Chinese officials have ordered state-owned companies to meet with investment bankers to explore potential options to block BHP Billiton's $39-billion bid for Canada's Potash Corp. of Saskatchewan Inc. , according to a source with direct knowledge of the matter.
In response to the directive, Sinochem is holding meetings with multiple banks, the source said, including Citigroup, HSBC and Morgan Stanley.
The order from Beijing underscores the seriousness with which China is taking the potential BHP-Potash tie up and its implications for the pricing and supply of the important crop nutrient, despite the obstacles to launching a successful counter-bid.
"They are being instructed," the source said, adding the order was issued late last week. "The chairman of Sinochem has been asked to speak to other banks."

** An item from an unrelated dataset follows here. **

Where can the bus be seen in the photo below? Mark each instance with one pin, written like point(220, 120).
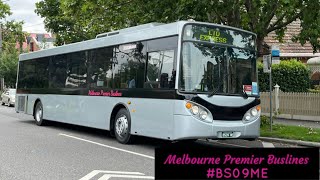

News of Beijing's directive follows a Wall Street Journal report on Thursday that Sinochem had hired HSBC to advise the company on options pertaining to Potash Corp.
One option being discussed is the possibility of Sinochem linking up with China's $300-billion sovereign wealth fund, CIC, according to a second banking source familiar with the matter.
The most likely scenario is that China will consider buying a blocking stake, rather than attempt a complete takeover of Potash Corp., both sources said.
The sources were not authorized to speak publicly due to the sensitive nature of the discussions.
Assuming that any consortium pays a 20-per-cent premium to Potash Corp.'s current market price, a 15-per-cent stake in Potash would cost about $8.3-billion.
Sinochem and the banks declined to comment. CIC could not immediately be reached.
Chinese firms also have approached at least one big Canadian pension manager about a bid for Potash Corp to rival BHP Billiton's hostile offer.
The disclosure on Thursday by Alberta Investment Management Corp, which manages some $70-billion in public sector pension funds, was one of the first pieces of hard evidence to back up speculation that China is looking for a way to derail a takeover of the Canadian company by the powerful Anglo-Australian miner.
AIMCo said it was not interested, because the economics did not work.
The possibility of Chinese involvement in a valuable Canadian resource has raised concerns in Saskatchewan, which is worried that a takeover of its largest company by a foreign firm or major customer could affect jobs and government revenue.
Saskatchewan Energy Minister Bill Boyd has raised concerns about China buying into Potash Corp and about BHP's stated intent to eventually market its potash offshore on its own, rather than through the export consortium Canpotex.
For its part, BHP had been eyeing a major acquisition in the oil and gas sector over the past year, but was unlikely to move on its ambitions while it is tied up with its bid for Potash Corp, a source said on Friday.
BHP, flush with cash since abandoning a roughly $140-billion takeover of rival Rio Tinto in 2008, has been on the hunt for deals to cement its position as the world's largest diversified miner.
It considered, then abandoned, a joint offer with Royal Dutch Shell last year for Australian oil and gas firm Woodside Petroleum worth some A$35-billion ($31.9-billion), the Australian newspaper reported on Friday.
BHP did not return calls seeking comment on the newspaper report, which also cited an unnamed global energy industry figure as saying the mining giant may also be interested in Anadarko Petroleum Corp.
"The problem with Woodside is it is a very expensive oil company and because there is always takeover speculation, it is very hard to make the numbers work," a source familiar with the situation told Reuters.
BHP chief executive officer Marius Kloppers is currently focused on wooing Potash shareholders and BHP's own investors in four continents about the merits of the offer.
He is expected to spend the next few weeks shuttling between Europe and North America as he tries to clinch his first major deal after three years on the job.
"They are pretty busy right now, but they are a big company so within six to 12 months of getting one deal done there could be presumably be another one," the source added.
Analysts poured cold water on the notion of a second simultaneous major deal, even for a mining giant with BHP's financial muscle.